The road-test team lauded the confidence-inspiring directness of the steering system, which makes a driver feel ensconcedd in the driving experience, yet completely at ease with the 911 in highway and in-town operating conditions. It is, in short, the best electrically assisted system we’ve encoun-tered … Think of which piece of tarmac you want the car to occupy and there you’ll be, on the line you envisaged, as if it had been preordained and then enacted via telepathy.
The steering setup is evidence of the 911’s evolution. As entertaining as it is, there’s the almost impalpable feeling that some of the old car’s edginess has been smoothed away. While some may claim it’s down to the steering, which never wriggles in your palms, it’s more likely a product of the new car’s greater degree of everyday usability. While the 997’s various incarnations may have laid claim to the everyday-supercar mantle, they simply weren’t as easy to live with as the 991. Whereas the old car often felt slightly ill at ease when not being piloted in anger, the new car can run you to the shops or whisk you along a motorway with just as much ease as it allows you to attack your favourite back road. With the drivetrain settings in normal mode, the transmission slinks through the ratios to get to the highest possible gear and save fuel, the throttle response is relaxed and the ride, although by no means soft, is well damped and supple. It’d be a stretch to say that the new 911 is GT-like in its on-road manners, but it’s certainly more demure than before.
This duality of nature is neatly reflected in the new car’s cabin, which gingerly treads the line between passenger vehicle and racing car. There’s a nod to the Carrera GT in the lengthy, button-studded centre console, and the surfaces are finely crafted and awash with leather and brushed chrome in a tastefully executed layout. The contoured front seats are well bolstered and, although on-road refinement is respectable, there are always aural reminders in vague transmission noise, tyre roar and the engine’s guttural tone that blistering performance is but an ankle-flex away. The new car’s stretched dimensions even make the rear seats, previously little more than an upholstered parcel shelf, quite useable for those of a slighter frame on short trips.

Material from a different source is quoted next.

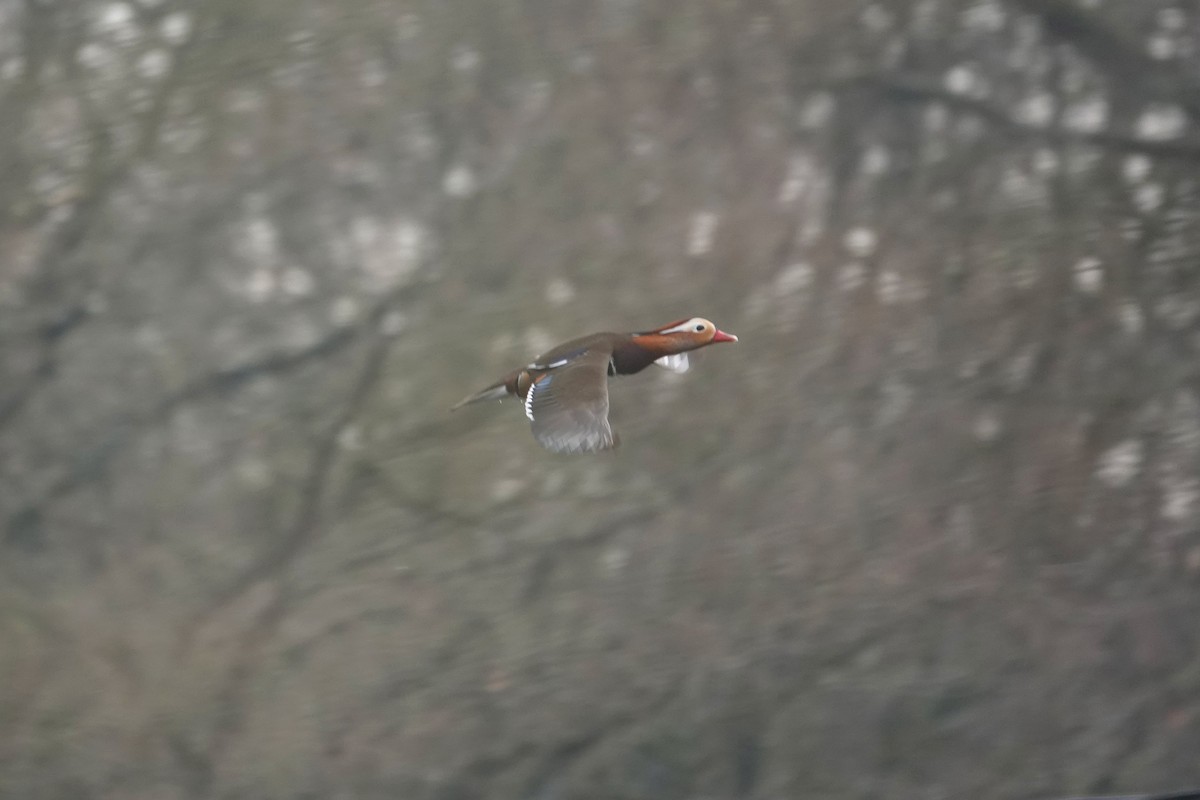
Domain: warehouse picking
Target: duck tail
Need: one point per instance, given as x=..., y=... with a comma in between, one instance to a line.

The burning question whether the new 911 has exceeded the lofty standard set by its predecessor isn’t easy to answer. Yes, Porsche has slightly diluted some on-the-limit sharpness to make room for greater everyday usability, but in doing so it has created a car with a breadth of talents covering the entire gamut from viable runabout to thoroughbred performance machine.
Purists may yearn for a more visceral experience, but they must remember that the Carrera S will be followed by a slew of models that will no doubt cater to those looking for a more focused performance machine. Given that their foundations will be hewn from what we see here, they should prove mighty impressive. As it stands, the new Carrera S is perhaps the quintessential 911. And it’s only the beginning.